Home > Software engineering >  How to fast-forward @@DBTS in a MS SQL Server database?
How to fast-forward @@DBTS in a MS SQL Server database?

Time:03-01

Is there a legit or a hacky way to override or "fast-forward" value of @@DBTS in SQL server? The only way I was able to do it is to do some dummy updates to a table that has a timestamp / rowversion column in a loop, where one loop step is like:

SELECT @@DBTS -- original value

-- no-op update that increments @@DBTS nevertheless
UPDATE Table_with_a_rowversion_column SET any_other_column = any_other_column

SELECT @@DBTS -- value has incremented by a number of rows in Table_with_a_rowversion_column

I don't like this because it's slow and takes resources. I want to increment @@DBTS by many billions and do it fast - as much as 16^9. My loop script did less than 16^8 of incrementing in 30 minutes, so it'll take at least 8 hours.
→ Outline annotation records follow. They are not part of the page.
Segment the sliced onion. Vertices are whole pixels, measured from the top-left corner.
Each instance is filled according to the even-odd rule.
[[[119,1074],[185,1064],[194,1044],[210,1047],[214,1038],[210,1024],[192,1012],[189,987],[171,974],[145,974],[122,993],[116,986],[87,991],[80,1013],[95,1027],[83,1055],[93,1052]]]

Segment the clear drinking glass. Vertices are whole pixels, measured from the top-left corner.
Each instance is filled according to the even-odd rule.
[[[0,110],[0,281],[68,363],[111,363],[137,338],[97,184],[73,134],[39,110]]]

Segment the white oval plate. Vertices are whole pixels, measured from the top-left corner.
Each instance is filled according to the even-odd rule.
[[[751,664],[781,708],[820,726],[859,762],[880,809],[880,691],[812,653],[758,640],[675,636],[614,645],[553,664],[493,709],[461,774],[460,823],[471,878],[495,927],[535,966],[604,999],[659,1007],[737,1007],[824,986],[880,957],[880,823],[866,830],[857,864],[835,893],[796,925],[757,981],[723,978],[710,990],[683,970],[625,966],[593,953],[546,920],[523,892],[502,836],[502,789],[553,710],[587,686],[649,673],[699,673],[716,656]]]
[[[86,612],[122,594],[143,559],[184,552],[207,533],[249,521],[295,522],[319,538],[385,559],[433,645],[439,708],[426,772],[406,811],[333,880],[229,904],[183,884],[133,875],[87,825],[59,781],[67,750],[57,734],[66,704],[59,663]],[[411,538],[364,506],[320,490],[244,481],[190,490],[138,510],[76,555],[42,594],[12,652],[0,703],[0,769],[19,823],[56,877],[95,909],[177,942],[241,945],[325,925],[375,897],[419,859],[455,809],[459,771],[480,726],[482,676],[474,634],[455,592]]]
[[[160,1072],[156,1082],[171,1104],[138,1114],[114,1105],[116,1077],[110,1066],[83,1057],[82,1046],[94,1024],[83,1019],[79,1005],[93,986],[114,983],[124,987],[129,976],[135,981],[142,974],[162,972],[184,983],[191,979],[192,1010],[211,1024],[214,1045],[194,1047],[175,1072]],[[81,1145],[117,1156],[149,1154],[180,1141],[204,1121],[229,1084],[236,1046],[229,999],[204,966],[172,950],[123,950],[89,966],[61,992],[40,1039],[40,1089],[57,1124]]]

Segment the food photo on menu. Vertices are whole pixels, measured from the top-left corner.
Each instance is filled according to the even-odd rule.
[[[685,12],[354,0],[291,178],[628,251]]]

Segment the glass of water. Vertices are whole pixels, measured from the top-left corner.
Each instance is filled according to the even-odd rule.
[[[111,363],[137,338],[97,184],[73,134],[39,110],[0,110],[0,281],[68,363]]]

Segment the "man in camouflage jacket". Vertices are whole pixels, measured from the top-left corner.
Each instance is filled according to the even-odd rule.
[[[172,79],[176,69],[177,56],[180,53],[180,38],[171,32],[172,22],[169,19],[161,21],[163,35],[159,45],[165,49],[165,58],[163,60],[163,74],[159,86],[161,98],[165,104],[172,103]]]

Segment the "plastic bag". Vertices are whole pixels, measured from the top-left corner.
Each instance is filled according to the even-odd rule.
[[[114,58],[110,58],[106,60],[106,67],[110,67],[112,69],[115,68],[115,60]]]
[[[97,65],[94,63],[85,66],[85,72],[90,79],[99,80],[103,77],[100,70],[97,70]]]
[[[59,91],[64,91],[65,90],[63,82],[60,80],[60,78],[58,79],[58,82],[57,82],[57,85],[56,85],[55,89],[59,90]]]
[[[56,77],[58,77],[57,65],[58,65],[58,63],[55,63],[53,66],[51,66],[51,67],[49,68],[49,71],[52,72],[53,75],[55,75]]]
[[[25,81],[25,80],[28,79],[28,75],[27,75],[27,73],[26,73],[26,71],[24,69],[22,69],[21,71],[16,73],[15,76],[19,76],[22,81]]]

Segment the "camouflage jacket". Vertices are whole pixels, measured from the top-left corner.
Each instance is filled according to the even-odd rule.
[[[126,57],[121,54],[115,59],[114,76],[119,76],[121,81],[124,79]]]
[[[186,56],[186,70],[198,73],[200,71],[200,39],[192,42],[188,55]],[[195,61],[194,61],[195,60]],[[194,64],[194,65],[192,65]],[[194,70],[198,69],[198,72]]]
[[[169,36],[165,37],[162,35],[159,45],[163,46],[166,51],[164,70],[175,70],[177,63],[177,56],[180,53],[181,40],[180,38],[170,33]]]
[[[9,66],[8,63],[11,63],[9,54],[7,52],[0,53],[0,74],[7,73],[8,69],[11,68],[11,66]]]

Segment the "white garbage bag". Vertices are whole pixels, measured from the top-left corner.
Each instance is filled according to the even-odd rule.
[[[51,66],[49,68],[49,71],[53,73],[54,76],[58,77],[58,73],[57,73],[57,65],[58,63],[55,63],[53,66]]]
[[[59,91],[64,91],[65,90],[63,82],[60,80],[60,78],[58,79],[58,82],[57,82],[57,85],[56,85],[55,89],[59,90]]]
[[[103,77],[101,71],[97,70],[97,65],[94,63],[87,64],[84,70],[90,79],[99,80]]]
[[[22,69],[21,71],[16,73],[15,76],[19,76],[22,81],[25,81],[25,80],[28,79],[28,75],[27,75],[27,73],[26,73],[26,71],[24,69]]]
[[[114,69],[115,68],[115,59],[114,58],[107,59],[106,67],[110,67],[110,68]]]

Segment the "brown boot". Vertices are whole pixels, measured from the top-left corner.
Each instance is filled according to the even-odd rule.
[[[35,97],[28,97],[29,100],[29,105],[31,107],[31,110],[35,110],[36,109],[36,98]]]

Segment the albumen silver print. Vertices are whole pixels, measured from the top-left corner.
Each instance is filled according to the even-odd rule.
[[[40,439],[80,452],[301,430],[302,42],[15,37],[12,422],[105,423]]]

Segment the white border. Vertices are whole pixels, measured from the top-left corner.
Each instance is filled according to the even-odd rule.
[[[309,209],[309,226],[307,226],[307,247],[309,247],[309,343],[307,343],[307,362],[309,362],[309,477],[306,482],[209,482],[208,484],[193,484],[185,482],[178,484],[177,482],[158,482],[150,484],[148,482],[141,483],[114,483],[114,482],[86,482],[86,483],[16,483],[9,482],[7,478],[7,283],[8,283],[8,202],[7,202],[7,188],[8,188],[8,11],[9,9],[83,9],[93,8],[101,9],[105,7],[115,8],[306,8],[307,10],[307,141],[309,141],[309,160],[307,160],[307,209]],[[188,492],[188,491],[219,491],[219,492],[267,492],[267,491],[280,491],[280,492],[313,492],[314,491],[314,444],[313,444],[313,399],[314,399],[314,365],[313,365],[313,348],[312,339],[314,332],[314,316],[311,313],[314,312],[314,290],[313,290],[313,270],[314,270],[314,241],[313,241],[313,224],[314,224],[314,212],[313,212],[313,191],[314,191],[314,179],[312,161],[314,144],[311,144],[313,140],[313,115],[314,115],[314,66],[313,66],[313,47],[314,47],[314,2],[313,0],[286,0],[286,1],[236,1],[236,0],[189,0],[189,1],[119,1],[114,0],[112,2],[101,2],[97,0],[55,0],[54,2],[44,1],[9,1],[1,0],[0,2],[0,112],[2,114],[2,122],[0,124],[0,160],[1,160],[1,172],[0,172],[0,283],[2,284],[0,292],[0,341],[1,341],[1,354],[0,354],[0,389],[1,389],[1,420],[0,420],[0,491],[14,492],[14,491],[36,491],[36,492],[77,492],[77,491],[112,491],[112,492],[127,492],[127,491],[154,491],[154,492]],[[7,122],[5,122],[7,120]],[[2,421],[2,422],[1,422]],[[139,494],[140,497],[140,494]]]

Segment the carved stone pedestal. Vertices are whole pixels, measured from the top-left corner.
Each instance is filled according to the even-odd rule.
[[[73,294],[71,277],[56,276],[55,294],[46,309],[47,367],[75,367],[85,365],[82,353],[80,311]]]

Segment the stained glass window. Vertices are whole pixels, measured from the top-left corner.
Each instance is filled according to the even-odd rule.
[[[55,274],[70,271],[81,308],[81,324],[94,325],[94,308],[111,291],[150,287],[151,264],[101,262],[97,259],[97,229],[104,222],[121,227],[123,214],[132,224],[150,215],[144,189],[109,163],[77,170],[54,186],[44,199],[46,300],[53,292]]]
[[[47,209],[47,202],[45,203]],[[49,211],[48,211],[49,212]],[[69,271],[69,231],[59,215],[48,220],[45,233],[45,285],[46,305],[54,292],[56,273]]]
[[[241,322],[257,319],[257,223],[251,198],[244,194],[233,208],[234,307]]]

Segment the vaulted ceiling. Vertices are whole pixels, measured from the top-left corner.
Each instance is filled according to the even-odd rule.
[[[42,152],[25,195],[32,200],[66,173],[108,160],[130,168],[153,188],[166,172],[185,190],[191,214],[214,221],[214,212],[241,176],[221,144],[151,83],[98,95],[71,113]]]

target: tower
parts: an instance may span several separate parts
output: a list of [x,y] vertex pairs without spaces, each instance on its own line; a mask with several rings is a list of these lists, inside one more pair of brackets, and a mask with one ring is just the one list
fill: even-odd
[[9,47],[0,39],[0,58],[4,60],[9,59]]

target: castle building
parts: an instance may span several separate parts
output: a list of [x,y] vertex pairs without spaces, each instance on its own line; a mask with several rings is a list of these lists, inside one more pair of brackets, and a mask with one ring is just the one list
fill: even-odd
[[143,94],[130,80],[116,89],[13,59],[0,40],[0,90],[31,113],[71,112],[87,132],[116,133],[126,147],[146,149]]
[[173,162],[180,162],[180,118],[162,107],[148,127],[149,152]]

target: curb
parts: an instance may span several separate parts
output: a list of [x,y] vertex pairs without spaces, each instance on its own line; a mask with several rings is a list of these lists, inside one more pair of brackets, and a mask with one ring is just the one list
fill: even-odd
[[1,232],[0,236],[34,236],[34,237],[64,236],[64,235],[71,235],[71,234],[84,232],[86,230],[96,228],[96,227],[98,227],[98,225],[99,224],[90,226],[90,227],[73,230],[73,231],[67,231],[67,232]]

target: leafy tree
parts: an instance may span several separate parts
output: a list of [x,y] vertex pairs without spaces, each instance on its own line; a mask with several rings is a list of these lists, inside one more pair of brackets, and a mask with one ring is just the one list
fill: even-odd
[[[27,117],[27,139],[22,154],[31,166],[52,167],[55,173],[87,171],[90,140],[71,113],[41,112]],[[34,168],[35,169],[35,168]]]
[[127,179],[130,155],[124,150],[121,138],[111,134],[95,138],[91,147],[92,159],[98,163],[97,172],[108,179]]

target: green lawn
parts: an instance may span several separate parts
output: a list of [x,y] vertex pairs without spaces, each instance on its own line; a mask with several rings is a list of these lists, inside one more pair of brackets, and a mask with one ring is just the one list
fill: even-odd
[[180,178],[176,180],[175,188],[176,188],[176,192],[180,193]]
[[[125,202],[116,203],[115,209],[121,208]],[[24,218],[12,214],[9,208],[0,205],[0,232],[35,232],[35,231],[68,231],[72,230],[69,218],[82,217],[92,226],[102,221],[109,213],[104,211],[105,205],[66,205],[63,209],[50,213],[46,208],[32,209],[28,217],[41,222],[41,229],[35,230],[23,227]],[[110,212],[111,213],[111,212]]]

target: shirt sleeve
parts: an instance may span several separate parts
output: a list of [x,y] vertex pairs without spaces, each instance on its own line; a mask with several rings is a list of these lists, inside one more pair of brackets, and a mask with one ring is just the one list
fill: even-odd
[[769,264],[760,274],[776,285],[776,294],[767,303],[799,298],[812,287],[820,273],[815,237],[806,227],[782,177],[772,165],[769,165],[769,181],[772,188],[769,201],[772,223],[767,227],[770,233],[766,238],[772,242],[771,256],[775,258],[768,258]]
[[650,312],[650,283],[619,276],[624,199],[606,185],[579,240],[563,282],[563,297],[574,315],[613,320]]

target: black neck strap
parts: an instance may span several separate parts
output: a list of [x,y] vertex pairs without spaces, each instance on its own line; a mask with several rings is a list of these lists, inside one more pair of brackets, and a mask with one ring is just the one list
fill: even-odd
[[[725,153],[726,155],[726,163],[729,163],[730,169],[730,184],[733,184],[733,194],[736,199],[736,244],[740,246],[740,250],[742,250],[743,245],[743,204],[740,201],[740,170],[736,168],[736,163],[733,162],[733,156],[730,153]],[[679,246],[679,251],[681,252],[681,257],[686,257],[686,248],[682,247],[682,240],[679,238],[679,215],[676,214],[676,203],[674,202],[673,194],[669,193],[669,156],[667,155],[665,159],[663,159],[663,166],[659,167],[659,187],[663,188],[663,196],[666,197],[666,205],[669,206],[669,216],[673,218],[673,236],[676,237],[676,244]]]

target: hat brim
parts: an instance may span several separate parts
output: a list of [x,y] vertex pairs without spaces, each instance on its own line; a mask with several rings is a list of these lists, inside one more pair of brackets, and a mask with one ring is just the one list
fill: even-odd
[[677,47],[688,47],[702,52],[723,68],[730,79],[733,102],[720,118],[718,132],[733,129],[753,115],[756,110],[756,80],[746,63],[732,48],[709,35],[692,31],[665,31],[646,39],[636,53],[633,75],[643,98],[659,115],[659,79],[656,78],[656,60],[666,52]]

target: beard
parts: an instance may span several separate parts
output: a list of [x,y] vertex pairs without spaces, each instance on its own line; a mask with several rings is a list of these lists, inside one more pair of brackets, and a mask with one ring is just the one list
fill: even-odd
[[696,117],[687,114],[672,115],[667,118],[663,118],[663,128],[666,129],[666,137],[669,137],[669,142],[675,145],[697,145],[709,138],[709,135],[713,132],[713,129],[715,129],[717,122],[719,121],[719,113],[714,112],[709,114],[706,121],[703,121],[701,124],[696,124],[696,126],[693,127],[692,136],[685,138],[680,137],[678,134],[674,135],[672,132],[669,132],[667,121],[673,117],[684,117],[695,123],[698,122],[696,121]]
Background / why anybody would want to do that?

I'm migrating data from database 1 to database 2. They have different schemas, but both 1 & 2 have a "state" table (about a million of rows) and a "state_history" table (10's of millions rows).

state table has a rowversion column. trigger on state table inserts pre-update data into state_history table (subject to some filtering) - including captured rowversion value (saved as binary(8))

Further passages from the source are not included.